The very crux of my stance however, is that you have overlooked one very key point: all are entitled to their own opinions and musical tastes. So attacking yours would make me just as puerile as you and admittedly exhibit bigotry on my part, given that I indulge in my share of music. From Queen to Queen Latifah. From Tom Waits to Tupac Shakur. From The Rolling Stones to The Roots. From Talking Heads to A Tribe Called Quest. From Quincy Jones to Q-Tip. From Creedence Clearwater Revival to Common. From Elvis (you take your pick of Presley or Costello) to Eminem. From Warren Zevon to the Wu Tang Clan. From RZA to Rick Astley (someone that the internet community deems you as having much in common with as of late, minus the praise of course). From Pink Floyd to Pink Martini…though I do, however, distance myself from P!nk. Why? Because I’m simply not a fan, and the technological age has expanded to the point where if I choose not to hear her music, it is with ever-growing ease that I can do so.

My point with that list was not a mere self-indulgent portrayal of my personal musical palette, but rather to remind you of just how enormous the world of music is. Listen to The Best (or Worst) of Eurovision, for all I care. I’m no judge, jury and executioner, but neither are you, which is arguably the reason your article was received so poorly to begin with.

So what I will recommend is overcoming your technophobia and coming to the realisation that the information age has, at an almost exponential rate, advanced avenues for people like you to not have to hear this genre you dread so much; or, if I’m to be a glass-half-full kinda guy, listen to whatever you want, whenever you want, wherever you want. If you’re struggling, the younger members of your family no doubt can help you.

I don’t enjoy listening to commercial radio on the way to and from work/uni, so I simply plug in my iPod and hear what I choose to, whether music or podcast. Would the same be such a chore for you?

Believe me, I experience the same contempt for when one wants to access a video on YouTube and is subjected to a few seconds of an advertisement for the release of a single or album of an artist I do not care for, and it is quite frankly reminiscent of an obvious moment from A Clockwork Orange. But I also accept that encountering the music you don’t like is an inevitability, along with the very inevitability that there is a population that gravitates toward it, just as I accept that in the western world it’s simply something you learn to tune out in favour of eventually enjoying the video for which you came.

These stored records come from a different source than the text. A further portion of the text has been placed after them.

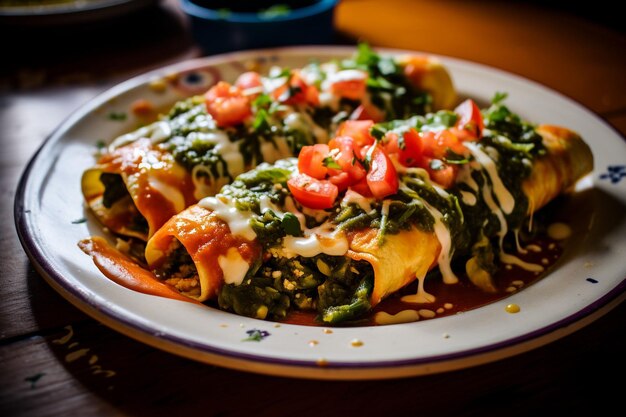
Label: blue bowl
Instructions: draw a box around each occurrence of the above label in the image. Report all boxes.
[181,0,339,55]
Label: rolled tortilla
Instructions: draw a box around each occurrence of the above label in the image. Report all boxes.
[145,205,262,302]
[81,52,458,242]
[141,123,593,309]
[82,138,198,241]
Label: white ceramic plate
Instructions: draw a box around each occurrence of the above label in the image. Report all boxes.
[15,46,626,380]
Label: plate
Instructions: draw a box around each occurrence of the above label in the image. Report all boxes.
[14,46,626,380]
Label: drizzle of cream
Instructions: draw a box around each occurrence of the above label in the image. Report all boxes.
[147,177,186,214]
[374,310,420,325]
[464,142,515,215]
[480,172,544,273]
[421,199,459,284]
[548,222,573,240]
[199,195,257,241]
[217,247,249,285]
[401,270,436,303]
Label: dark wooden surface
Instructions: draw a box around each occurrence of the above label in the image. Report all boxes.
[1,1,625,415]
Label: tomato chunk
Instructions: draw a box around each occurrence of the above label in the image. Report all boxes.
[327,136,367,182]
[329,70,368,101]
[298,144,329,180]
[454,98,483,140]
[272,71,319,107]
[420,129,466,160]
[366,146,399,199]
[335,120,376,148]
[235,71,263,95]
[349,103,385,123]
[423,158,459,189]
[384,128,423,167]
[204,81,252,127]
[287,173,338,210]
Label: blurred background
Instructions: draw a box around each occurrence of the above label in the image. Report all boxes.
[1,0,623,89]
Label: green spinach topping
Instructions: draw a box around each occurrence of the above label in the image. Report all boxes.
[209,94,548,324]
[340,43,432,119]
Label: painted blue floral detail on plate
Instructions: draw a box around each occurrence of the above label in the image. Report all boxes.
[243,329,271,342]
[599,165,626,184]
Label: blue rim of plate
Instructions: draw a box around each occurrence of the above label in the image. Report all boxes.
[13,46,626,380]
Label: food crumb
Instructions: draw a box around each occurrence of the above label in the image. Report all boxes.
[316,358,329,367]
[505,303,521,314]
[350,339,364,347]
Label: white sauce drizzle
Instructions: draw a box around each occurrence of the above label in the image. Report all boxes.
[548,222,572,240]
[460,190,477,206]
[421,200,459,284]
[479,173,544,273]
[456,164,479,191]
[199,196,257,241]
[513,229,528,254]
[374,310,420,325]
[464,142,515,215]
[401,271,436,303]
[109,121,171,150]
[281,223,349,258]
[147,177,185,213]
[341,190,374,213]
[217,247,249,285]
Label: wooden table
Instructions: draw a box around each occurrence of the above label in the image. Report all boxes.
[1,1,624,415]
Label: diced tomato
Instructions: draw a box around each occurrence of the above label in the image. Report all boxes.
[327,136,367,181]
[366,146,399,199]
[297,144,329,180]
[384,128,423,167]
[420,129,466,160]
[349,103,385,123]
[454,98,483,140]
[329,71,368,101]
[235,71,263,94]
[287,173,338,210]
[349,177,373,197]
[423,158,459,189]
[204,81,252,127]
[328,171,351,192]
[272,71,319,107]
[335,120,376,148]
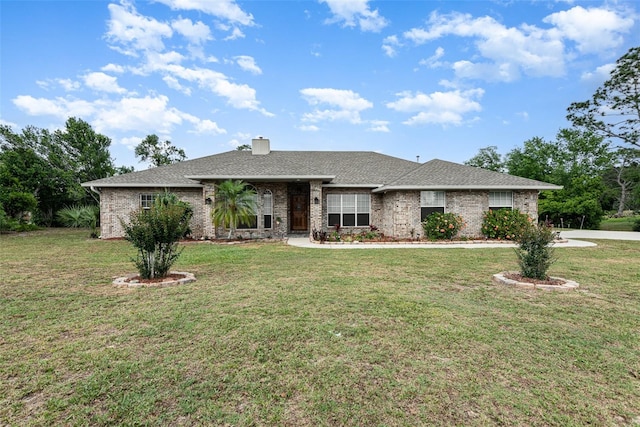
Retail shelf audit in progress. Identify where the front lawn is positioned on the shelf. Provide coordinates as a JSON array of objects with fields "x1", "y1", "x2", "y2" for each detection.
[
  {"x1": 600, "y1": 215, "x2": 640, "y2": 231},
  {"x1": 1, "y1": 229, "x2": 639, "y2": 426}
]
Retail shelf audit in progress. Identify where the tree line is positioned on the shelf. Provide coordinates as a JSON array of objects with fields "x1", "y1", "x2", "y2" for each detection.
[
  {"x1": 465, "y1": 46, "x2": 639, "y2": 229},
  {"x1": 0, "y1": 118, "x2": 185, "y2": 229}
]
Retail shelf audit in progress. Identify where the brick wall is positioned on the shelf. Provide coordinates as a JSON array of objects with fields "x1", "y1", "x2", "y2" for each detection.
[
  {"x1": 99, "y1": 187, "x2": 205, "y2": 239},
  {"x1": 379, "y1": 189, "x2": 540, "y2": 239}
]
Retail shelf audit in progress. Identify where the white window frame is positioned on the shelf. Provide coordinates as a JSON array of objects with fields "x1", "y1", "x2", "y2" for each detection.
[
  {"x1": 489, "y1": 191, "x2": 513, "y2": 209},
  {"x1": 327, "y1": 194, "x2": 370, "y2": 227},
  {"x1": 420, "y1": 191, "x2": 445, "y2": 221},
  {"x1": 263, "y1": 190, "x2": 273, "y2": 229},
  {"x1": 140, "y1": 193, "x2": 156, "y2": 210}
]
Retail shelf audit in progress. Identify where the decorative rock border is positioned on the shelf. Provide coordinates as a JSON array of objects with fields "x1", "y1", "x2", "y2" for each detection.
[
  {"x1": 492, "y1": 272, "x2": 579, "y2": 291},
  {"x1": 113, "y1": 271, "x2": 196, "y2": 289}
]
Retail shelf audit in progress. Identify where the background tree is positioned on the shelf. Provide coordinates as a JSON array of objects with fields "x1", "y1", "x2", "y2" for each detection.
[
  {"x1": 464, "y1": 145, "x2": 504, "y2": 172},
  {"x1": 135, "y1": 134, "x2": 186, "y2": 167},
  {"x1": 0, "y1": 118, "x2": 122, "y2": 225},
  {"x1": 602, "y1": 148, "x2": 640, "y2": 215},
  {"x1": 504, "y1": 130, "x2": 613, "y2": 229},
  {"x1": 236, "y1": 144, "x2": 251, "y2": 151},
  {"x1": 211, "y1": 180, "x2": 257, "y2": 239},
  {"x1": 567, "y1": 46, "x2": 640, "y2": 149},
  {"x1": 504, "y1": 137, "x2": 561, "y2": 182}
]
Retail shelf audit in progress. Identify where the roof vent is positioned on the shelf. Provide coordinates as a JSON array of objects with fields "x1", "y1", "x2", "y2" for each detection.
[{"x1": 252, "y1": 137, "x2": 270, "y2": 155}]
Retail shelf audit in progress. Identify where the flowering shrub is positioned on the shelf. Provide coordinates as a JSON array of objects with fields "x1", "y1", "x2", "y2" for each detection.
[
  {"x1": 515, "y1": 223, "x2": 557, "y2": 280},
  {"x1": 482, "y1": 208, "x2": 532, "y2": 240},
  {"x1": 422, "y1": 212, "x2": 465, "y2": 240}
]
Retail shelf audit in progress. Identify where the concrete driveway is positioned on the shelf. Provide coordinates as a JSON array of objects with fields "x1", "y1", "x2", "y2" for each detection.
[{"x1": 559, "y1": 230, "x2": 640, "y2": 241}]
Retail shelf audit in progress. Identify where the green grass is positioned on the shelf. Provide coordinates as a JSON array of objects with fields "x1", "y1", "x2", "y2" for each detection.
[
  {"x1": 1, "y1": 229, "x2": 639, "y2": 426},
  {"x1": 600, "y1": 215, "x2": 639, "y2": 231}
]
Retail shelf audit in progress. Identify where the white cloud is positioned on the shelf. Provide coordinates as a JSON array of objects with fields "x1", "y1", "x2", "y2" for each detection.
[
  {"x1": 188, "y1": 118, "x2": 226, "y2": 135},
  {"x1": 320, "y1": 0, "x2": 388, "y2": 32},
  {"x1": 154, "y1": 0, "x2": 254, "y2": 26},
  {"x1": 301, "y1": 88, "x2": 373, "y2": 111},
  {"x1": 403, "y1": 12, "x2": 566, "y2": 81},
  {"x1": 581, "y1": 62, "x2": 615, "y2": 82},
  {"x1": 382, "y1": 35, "x2": 400, "y2": 57},
  {"x1": 161, "y1": 64, "x2": 272, "y2": 115},
  {"x1": 299, "y1": 125, "x2": 320, "y2": 132},
  {"x1": 120, "y1": 136, "x2": 143, "y2": 149},
  {"x1": 543, "y1": 6, "x2": 634, "y2": 53},
  {"x1": 234, "y1": 55, "x2": 262, "y2": 75},
  {"x1": 0, "y1": 118, "x2": 19, "y2": 129},
  {"x1": 105, "y1": 2, "x2": 173, "y2": 55},
  {"x1": 300, "y1": 88, "x2": 375, "y2": 126},
  {"x1": 83, "y1": 72, "x2": 127, "y2": 94},
  {"x1": 171, "y1": 17, "x2": 212, "y2": 44},
  {"x1": 13, "y1": 95, "x2": 96, "y2": 119},
  {"x1": 386, "y1": 88, "x2": 484, "y2": 126},
  {"x1": 399, "y1": 7, "x2": 634, "y2": 82},
  {"x1": 101, "y1": 63, "x2": 125, "y2": 73},
  {"x1": 13, "y1": 93, "x2": 225, "y2": 137},
  {"x1": 419, "y1": 47, "x2": 445, "y2": 69},
  {"x1": 368, "y1": 120, "x2": 390, "y2": 132},
  {"x1": 37, "y1": 78, "x2": 81, "y2": 92},
  {"x1": 92, "y1": 95, "x2": 185, "y2": 134},
  {"x1": 163, "y1": 75, "x2": 192, "y2": 95},
  {"x1": 223, "y1": 26, "x2": 245, "y2": 41}
]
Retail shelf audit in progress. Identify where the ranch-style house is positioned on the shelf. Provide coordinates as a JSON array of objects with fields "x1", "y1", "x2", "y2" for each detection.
[{"x1": 82, "y1": 138, "x2": 561, "y2": 240}]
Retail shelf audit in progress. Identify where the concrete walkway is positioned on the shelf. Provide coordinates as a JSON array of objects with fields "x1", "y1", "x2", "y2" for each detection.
[{"x1": 287, "y1": 236, "x2": 598, "y2": 249}]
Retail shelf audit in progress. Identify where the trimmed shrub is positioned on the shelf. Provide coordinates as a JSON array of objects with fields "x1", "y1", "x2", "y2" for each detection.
[
  {"x1": 422, "y1": 212, "x2": 465, "y2": 240},
  {"x1": 633, "y1": 218, "x2": 640, "y2": 232},
  {"x1": 482, "y1": 208, "x2": 531, "y2": 240},
  {"x1": 120, "y1": 194, "x2": 192, "y2": 279},
  {"x1": 514, "y1": 223, "x2": 557, "y2": 280}
]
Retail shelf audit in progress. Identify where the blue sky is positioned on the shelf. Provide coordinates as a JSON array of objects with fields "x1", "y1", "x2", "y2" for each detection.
[{"x1": 1, "y1": 0, "x2": 638, "y2": 170}]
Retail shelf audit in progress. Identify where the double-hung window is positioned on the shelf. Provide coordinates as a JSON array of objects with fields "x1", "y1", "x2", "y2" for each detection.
[
  {"x1": 140, "y1": 193, "x2": 156, "y2": 210},
  {"x1": 489, "y1": 191, "x2": 513, "y2": 210},
  {"x1": 263, "y1": 190, "x2": 273, "y2": 229},
  {"x1": 327, "y1": 194, "x2": 370, "y2": 227},
  {"x1": 420, "y1": 191, "x2": 445, "y2": 221}
]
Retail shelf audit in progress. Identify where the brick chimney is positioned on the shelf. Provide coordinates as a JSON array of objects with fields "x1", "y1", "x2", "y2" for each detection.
[{"x1": 252, "y1": 137, "x2": 270, "y2": 155}]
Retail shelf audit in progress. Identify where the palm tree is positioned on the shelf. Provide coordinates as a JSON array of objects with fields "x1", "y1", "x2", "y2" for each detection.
[{"x1": 211, "y1": 180, "x2": 257, "y2": 238}]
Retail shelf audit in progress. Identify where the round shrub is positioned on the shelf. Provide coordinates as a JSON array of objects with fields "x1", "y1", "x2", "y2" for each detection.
[
  {"x1": 482, "y1": 208, "x2": 532, "y2": 240},
  {"x1": 422, "y1": 212, "x2": 465, "y2": 240}
]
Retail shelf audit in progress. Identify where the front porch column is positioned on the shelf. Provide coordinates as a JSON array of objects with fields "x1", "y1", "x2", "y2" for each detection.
[{"x1": 309, "y1": 180, "x2": 323, "y2": 237}]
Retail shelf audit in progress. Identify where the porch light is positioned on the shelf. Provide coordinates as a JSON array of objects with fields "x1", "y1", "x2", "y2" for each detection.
[
  {"x1": 205, "y1": 197, "x2": 212, "y2": 205},
  {"x1": 314, "y1": 197, "x2": 319, "y2": 204}
]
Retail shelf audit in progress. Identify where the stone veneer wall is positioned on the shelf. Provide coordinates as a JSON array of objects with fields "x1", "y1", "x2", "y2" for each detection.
[{"x1": 98, "y1": 187, "x2": 205, "y2": 239}]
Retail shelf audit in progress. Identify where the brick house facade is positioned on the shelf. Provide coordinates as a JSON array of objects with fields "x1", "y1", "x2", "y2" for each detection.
[{"x1": 83, "y1": 139, "x2": 559, "y2": 240}]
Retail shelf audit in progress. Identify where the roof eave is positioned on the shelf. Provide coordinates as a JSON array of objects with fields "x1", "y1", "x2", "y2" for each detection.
[
  {"x1": 81, "y1": 183, "x2": 203, "y2": 188},
  {"x1": 322, "y1": 183, "x2": 382, "y2": 188},
  {"x1": 372, "y1": 184, "x2": 563, "y2": 193},
  {"x1": 184, "y1": 175, "x2": 336, "y2": 181}
]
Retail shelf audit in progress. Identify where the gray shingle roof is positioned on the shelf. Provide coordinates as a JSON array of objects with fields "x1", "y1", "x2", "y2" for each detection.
[
  {"x1": 81, "y1": 150, "x2": 561, "y2": 190},
  {"x1": 374, "y1": 159, "x2": 561, "y2": 191}
]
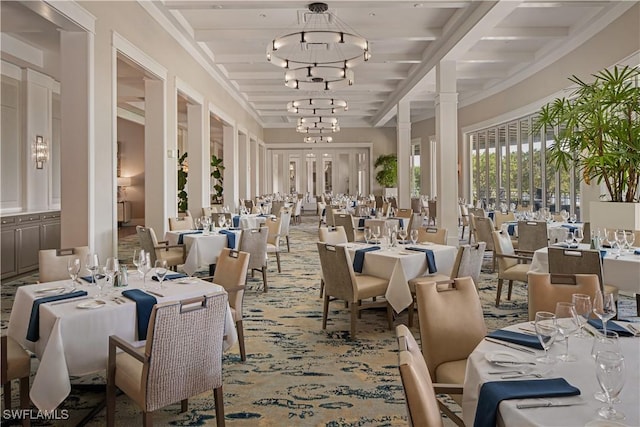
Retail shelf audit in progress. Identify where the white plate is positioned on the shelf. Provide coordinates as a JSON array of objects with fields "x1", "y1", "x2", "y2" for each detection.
[
  {"x1": 77, "y1": 299, "x2": 106, "y2": 309},
  {"x1": 176, "y1": 277, "x2": 199, "y2": 285},
  {"x1": 484, "y1": 350, "x2": 528, "y2": 367},
  {"x1": 398, "y1": 251, "x2": 410, "y2": 255},
  {"x1": 420, "y1": 241, "x2": 433, "y2": 246}
]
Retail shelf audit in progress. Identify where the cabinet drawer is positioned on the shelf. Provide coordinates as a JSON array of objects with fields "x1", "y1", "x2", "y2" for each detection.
[
  {"x1": 18, "y1": 214, "x2": 41, "y2": 224},
  {"x1": 1, "y1": 216, "x2": 16, "y2": 226},
  {"x1": 41, "y1": 212, "x2": 61, "y2": 221}
]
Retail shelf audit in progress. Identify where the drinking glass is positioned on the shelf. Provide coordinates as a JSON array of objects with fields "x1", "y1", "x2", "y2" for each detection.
[
  {"x1": 95, "y1": 266, "x2": 108, "y2": 297},
  {"x1": 154, "y1": 259, "x2": 168, "y2": 289},
  {"x1": 569, "y1": 213, "x2": 577, "y2": 223},
  {"x1": 593, "y1": 289, "x2": 616, "y2": 336},
  {"x1": 398, "y1": 227, "x2": 408, "y2": 244},
  {"x1": 140, "y1": 253, "x2": 152, "y2": 289},
  {"x1": 555, "y1": 302, "x2": 580, "y2": 362},
  {"x1": 218, "y1": 215, "x2": 226, "y2": 228},
  {"x1": 572, "y1": 293, "x2": 592, "y2": 338},
  {"x1": 194, "y1": 217, "x2": 202, "y2": 230},
  {"x1": 561, "y1": 210, "x2": 569, "y2": 222},
  {"x1": 605, "y1": 228, "x2": 617, "y2": 250},
  {"x1": 105, "y1": 257, "x2": 119, "y2": 287},
  {"x1": 573, "y1": 228, "x2": 584, "y2": 245},
  {"x1": 372, "y1": 226, "x2": 381, "y2": 245},
  {"x1": 132, "y1": 249, "x2": 141, "y2": 276},
  {"x1": 564, "y1": 231, "x2": 574, "y2": 247},
  {"x1": 67, "y1": 257, "x2": 81, "y2": 286},
  {"x1": 595, "y1": 351, "x2": 625, "y2": 420},
  {"x1": 615, "y1": 229, "x2": 626, "y2": 255},
  {"x1": 364, "y1": 228, "x2": 372, "y2": 244},
  {"x1": 85, "y1": 253, "x2": 100, "y2": 285},
  {"x1": 410, "y1": 229, "x2": 419, "y2": 245},
  {"x1": 624, "y1": 231, "x2": 635, "y2": 253},
  {"x1": 591, "y1": 330, "x2": 621, "y2": 403},
  {"x1": 534, "y1": 311, "x2": 558, "y2": 365}
]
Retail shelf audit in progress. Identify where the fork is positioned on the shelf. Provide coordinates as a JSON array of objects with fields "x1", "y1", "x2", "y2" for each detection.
[
  {"x1": 501, "y1": 373, "x2": 543, "y2": 379},
  {"x1": 488, "y1": 370, "x2": 529, "y2": 375}
]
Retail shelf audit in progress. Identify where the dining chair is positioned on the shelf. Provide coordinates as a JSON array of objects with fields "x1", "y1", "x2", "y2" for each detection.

It’s really a shame that I have had to go through so much to get to so simple a point: if you don’t like it, simply don’t listen to it. But keep such subjective opinions to yourself; no member of the public will side with you based on what music you don’t like, nor how vocal you are about it, so focus your energy towards something productive and – more importantly – current. Each time you forget this and end up crapping out a rant which results in myriad readers rolling their eyes deep into the back of their heads, it’s not because of the music they’re listening to, but it’s rather because of your making so much of an ass of yourself that the cheeks of your face rapidly begin to resemble butt-cheeks…so surely you can fill in the rest of the picture when I mention the orifice in between those cheeks, and what then comes out of it.”